Higher wheat and metals price have been hitting the headlines, so it is no surprise that the all-items index is up 8.4% on the last month. It is more surprising that it has risen 28.1% over the last year. Furthermore, this is not a boom that is driven by oil. The crude price has only risen 10.2% over the last year.Buttonwood then asks a question:
Ben Bernanke warned last week that the level of inflation was too low for comfort. Indeed, the core rate is just 0.8%. Why aren't higher commodity prices showing up in the CPI?Buttonwood answers the question:
In part, this is down to lags; in part, it's down to the relatively small weight of commodities within the index. But it may be down to methodology. John Williams at Shadow Government Statistics runs an inflation measure that ignores all the methodological changes that have been made to the CPI since 1980; this has inflation running at 8.5%. A separate measure that ignores changes since 1990 has inflation running at 4.4%.But then Buttonwood questions the answer:
My feeling is that, if inflation were as understated as the Shadow numbers suggest, it would have shown up somewhere else in the numbers (by analogy, if a company is fiddling its profits numbers, the evidence will probably show up in the cashflow figures). No-one is suggesting that the annual wage growth numbers are artificially low. So if prices have been rising much faster than wages, wouldn't that show up in declining consumer demand?Buttonwood’s conclusion is that the understatement of CPI is not that big an issue.

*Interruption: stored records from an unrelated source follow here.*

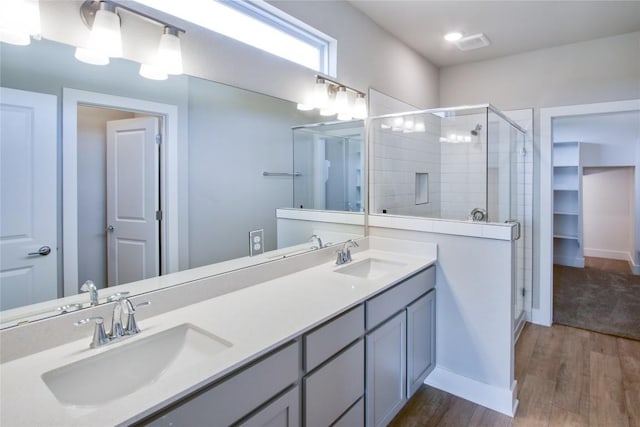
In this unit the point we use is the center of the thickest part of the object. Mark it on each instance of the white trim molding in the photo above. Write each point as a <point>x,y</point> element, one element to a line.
<point>499,399</point>
<point>168,186</point>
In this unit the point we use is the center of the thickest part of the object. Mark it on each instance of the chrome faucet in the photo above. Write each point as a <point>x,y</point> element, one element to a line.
<point>119,328</point>
<point>318,241</point>
<point>344,254</point>
<point>90,287</point>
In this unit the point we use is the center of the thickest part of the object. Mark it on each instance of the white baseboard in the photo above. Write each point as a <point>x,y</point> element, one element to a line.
<point>502,400</point>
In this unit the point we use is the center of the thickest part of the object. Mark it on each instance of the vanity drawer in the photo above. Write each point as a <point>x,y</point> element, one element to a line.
<point>235,397</point>
<point>397,298</point>
<point>333,336</point>
<point>333,388</point>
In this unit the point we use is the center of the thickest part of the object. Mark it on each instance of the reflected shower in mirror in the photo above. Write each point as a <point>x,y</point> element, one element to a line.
<point>206,190</point>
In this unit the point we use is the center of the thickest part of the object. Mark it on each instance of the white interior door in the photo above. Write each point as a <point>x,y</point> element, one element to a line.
<point>132,200</point>
<point>28,214</point>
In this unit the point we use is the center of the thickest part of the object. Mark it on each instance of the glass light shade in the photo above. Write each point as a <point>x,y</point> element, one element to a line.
<point>170,54</point>
<point>105,34</point>
<point>91,57</point>
<point>327,112</point>
<point>342,101</point>
<point>344,116</point>
<point>360,107</point>
<point>320,94</point>
<point>149,71</point>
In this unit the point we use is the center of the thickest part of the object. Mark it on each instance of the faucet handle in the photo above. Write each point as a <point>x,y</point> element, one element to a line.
<point>100,337</point>
<point>132,325</point>
<point>118,296</point>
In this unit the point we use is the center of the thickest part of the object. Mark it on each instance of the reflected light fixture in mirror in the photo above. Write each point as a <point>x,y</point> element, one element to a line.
<point>19,20</point>
<point>332,98</point>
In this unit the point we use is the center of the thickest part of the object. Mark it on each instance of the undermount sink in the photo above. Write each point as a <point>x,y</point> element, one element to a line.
<point>369,268</point>
<point>123,370</point>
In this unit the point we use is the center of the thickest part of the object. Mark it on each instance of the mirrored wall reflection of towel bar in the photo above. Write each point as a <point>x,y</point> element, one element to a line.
<point>281,174</point>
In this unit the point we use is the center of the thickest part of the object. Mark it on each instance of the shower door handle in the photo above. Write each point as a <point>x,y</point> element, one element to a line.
<point>43,251</point>
<point>518,226</point>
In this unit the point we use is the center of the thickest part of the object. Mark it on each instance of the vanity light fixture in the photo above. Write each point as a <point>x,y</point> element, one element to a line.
<point>331,98</point>
<point>106,38</point>
<point>19,21</point>
<point>103,18</point>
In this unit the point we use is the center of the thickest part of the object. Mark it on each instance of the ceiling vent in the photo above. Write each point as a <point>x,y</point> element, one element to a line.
<point>475,41</point>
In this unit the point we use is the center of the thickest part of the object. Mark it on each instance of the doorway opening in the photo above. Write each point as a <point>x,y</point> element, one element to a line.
<point>594,211</point>
<point>119,171</point>
<point>165,180</point>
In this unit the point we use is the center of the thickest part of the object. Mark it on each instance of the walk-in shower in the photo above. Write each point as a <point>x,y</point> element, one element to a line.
<point>462,164</point>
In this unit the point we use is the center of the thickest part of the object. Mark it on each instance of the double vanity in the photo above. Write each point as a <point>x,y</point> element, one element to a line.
<point>328,344</point>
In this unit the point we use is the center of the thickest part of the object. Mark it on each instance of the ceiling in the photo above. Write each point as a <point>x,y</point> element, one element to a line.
<point>512,26</point>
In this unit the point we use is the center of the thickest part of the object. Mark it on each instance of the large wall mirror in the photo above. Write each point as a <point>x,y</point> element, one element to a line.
<point>221,167</point>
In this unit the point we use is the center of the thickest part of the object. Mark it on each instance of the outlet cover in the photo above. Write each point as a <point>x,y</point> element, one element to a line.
<point>256,242</point>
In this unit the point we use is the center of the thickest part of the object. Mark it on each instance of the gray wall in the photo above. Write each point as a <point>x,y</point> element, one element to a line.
<point>368,56</point>
<point>599,70</point>
<point>233,137</point>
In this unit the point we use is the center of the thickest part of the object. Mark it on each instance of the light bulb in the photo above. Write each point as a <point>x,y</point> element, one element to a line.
<point>169,52</point>
<point>360,107</point>
<point>106,38</point>
<point>453,36</point>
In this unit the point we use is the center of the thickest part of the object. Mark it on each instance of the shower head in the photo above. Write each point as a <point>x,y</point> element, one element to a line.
<point>476,130</point>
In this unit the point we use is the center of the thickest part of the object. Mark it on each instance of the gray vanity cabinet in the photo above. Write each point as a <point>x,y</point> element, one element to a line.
<point>386,370</point>
<point>400,345</point>
<point>334,362</point>
<point>421,341</point>
<point>282,412</point>
<point>236,397</point>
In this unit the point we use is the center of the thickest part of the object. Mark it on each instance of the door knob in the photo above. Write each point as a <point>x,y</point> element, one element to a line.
<point>44,250</point>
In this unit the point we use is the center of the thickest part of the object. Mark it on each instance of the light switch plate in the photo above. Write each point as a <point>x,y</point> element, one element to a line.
<point>256,242</point>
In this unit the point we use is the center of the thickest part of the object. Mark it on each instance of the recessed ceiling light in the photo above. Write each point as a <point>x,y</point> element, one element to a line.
<point>451,37</point>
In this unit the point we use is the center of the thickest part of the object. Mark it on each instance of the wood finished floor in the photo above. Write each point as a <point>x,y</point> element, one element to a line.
<point>566,377</point>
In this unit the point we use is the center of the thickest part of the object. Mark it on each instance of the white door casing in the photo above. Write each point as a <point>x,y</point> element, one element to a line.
<point>28,211</point>
<point>132,200</point>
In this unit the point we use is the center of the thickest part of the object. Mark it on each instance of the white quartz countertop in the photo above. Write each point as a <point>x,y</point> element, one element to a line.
<point>255,320</point>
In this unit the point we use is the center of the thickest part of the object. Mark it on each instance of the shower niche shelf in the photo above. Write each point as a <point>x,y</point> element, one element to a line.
<point>567,204</point>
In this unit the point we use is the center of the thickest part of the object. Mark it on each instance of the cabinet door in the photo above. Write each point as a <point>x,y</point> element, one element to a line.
<point>421,343</point>
<point>386,370</point>
<point>334,387</point>
<point>282,412</point>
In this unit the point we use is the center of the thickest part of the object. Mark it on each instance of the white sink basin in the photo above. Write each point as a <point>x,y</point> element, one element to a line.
<point>369,268</point>
<point>130,367</point>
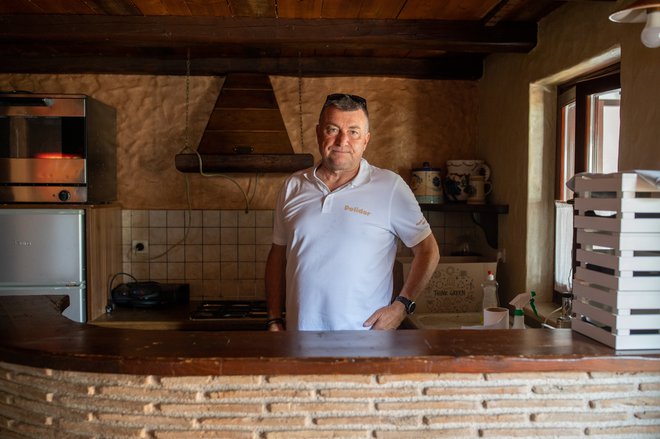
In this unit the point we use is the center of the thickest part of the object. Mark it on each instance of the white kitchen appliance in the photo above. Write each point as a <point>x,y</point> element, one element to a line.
<point>42,253</point>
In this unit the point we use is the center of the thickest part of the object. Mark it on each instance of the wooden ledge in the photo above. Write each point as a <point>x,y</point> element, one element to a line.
<point>33,333</point>
<point>243,162</point>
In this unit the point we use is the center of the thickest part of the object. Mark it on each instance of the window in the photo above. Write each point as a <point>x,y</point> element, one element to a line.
<point>588,141</point>
<point>589,129</point>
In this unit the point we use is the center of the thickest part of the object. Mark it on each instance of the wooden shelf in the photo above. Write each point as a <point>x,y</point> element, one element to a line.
<point>483,215</point>
<point>464,207</point>
<point>244,162</point>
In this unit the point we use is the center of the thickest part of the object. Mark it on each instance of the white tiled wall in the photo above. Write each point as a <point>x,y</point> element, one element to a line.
<point>222,253</point>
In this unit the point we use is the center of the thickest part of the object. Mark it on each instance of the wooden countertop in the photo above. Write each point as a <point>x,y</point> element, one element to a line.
<point>33,333</point>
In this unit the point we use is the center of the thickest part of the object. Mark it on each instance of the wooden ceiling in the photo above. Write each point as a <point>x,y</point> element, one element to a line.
<point>443,39</point>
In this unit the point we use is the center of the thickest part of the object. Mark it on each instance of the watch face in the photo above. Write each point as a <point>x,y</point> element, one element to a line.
<point>409,304</point>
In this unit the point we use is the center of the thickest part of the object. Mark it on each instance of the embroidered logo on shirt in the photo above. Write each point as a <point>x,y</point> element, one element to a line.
<point>356,210</point>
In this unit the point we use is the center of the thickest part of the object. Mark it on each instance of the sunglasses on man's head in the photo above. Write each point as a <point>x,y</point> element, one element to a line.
<point>336,97</point>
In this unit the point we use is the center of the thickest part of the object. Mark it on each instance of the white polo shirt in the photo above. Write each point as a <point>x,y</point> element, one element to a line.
<point>341,245</point>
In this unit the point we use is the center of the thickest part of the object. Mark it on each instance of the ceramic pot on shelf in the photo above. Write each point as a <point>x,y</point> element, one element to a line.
<point>457,183</point>
<point>426,184</point>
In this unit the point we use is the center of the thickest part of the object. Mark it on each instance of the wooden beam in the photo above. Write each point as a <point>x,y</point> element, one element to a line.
<point>170,31</point>
<point>462,67</point>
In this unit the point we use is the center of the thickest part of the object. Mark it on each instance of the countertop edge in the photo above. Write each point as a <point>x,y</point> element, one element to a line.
<point>58,343</point>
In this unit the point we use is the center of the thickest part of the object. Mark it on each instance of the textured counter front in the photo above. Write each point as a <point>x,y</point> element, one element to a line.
<point>33,333</point>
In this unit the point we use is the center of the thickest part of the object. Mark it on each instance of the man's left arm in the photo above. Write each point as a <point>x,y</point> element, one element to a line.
<point>426,256</point>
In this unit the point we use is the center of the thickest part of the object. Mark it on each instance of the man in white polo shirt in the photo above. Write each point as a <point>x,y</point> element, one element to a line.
<point>335,235</point>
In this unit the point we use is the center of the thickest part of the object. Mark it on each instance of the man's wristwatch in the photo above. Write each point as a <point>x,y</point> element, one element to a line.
<point>409,304</point>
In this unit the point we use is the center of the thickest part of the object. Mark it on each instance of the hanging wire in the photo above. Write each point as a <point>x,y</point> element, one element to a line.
<point>187,148</point>
<point>302,137</point>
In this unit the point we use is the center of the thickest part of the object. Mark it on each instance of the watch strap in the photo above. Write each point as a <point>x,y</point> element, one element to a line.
<point>407,303</point>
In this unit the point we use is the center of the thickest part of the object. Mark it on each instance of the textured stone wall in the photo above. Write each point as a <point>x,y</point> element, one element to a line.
<point>412,121</point>
<point>44,404</point>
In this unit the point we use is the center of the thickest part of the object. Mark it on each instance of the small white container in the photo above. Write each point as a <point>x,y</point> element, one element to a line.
<point>426,184</point>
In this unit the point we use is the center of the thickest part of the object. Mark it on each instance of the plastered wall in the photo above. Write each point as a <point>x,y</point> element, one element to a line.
<point>411,121</point>
<point>520,148</point>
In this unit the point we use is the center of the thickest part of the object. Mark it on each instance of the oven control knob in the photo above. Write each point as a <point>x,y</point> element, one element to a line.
<point>64,195</point>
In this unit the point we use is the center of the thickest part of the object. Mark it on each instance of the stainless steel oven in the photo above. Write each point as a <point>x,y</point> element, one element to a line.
<point>56,148</point>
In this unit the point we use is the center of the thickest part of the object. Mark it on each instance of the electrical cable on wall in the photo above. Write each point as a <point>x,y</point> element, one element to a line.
<point>187,148</point>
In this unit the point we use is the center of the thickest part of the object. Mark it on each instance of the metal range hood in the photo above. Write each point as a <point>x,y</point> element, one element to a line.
<point>245,132</point>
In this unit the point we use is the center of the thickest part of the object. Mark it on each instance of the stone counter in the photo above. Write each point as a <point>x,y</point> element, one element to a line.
<point>62,379</point>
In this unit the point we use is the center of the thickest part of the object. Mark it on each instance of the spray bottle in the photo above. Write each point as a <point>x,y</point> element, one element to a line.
<point>519,303</point>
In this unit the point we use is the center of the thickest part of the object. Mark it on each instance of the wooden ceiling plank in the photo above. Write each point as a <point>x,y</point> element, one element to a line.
<point>178,8</point>
<point>51,7</point>
<point>185,31</point>
<point>151,7</point>
<point>380,9</point>
<point>340,8</point>
<point>114,7</point>
<point>19,7</point>
<point>253,8</point>
<point>464,67</point>
<point>299,8</point>
<point>447,9</point>
<point>214,8</point>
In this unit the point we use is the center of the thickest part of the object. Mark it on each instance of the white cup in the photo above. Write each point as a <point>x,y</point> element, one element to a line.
<point>477,189</point>
<point>426,184</point>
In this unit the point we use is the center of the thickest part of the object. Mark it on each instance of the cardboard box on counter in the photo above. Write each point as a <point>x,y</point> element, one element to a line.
<point>455,286</point>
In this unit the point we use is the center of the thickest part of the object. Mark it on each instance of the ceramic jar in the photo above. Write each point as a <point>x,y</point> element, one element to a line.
<point>457,183</point>
<point>477,189</point>
<point>426,184</point>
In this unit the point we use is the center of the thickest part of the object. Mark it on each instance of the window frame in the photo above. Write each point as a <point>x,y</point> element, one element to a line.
<point>579,91</point>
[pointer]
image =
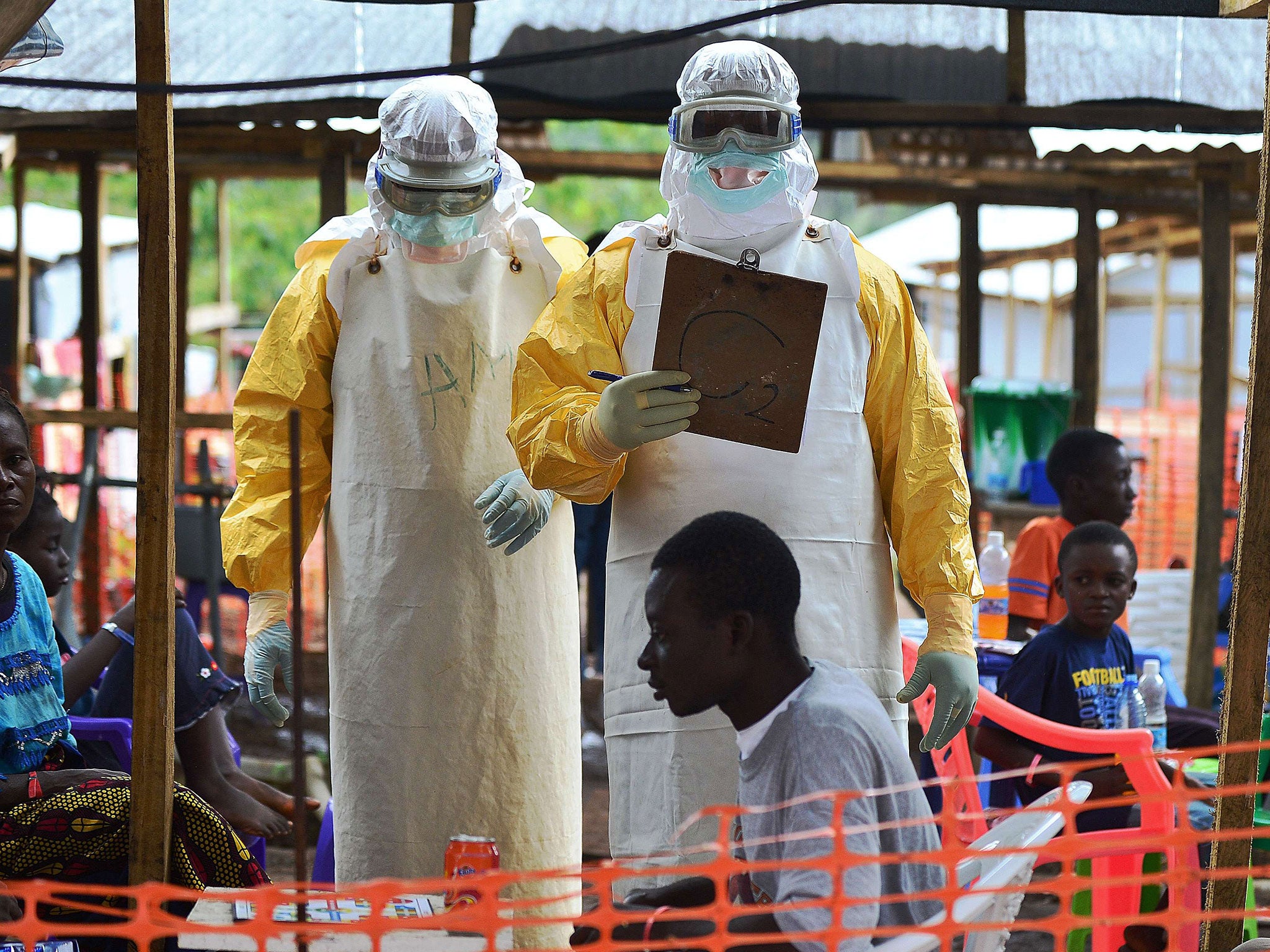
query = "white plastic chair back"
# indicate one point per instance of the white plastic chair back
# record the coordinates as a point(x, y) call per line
point(985, 875)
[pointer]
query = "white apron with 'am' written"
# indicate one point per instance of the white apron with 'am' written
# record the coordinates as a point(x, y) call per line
point(825, 501)
point(454, 668)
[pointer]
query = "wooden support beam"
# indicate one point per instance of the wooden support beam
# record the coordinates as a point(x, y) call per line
point(224, 282)
point(333, 187)
point(19, 15)
point(969, 332)
point(1244, 8)
point(92, 205)
point(121, 419)
point(1086, 337)
point(1214, 397)
point(1016, 58)
point(156, 408)
point(1158, 325)
point(969, 299)
point(461, 32)
point(1250, 611)
point(13, 351)
point(183, 197)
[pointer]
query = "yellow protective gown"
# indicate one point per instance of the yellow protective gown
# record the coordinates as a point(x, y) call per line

I disagree, and here’s why. The period in question also happens to be a period of dramatic increase in the availability (and utilization) of consumer credit. Coincidence? I think not. Prices rose but wages did not; the only way to plug the gap was for the consumer to become ever more leveraged.
And then, the crash: after credit dried up in 2008, “declining consumer demand” is precisely what we have seen. It all fits.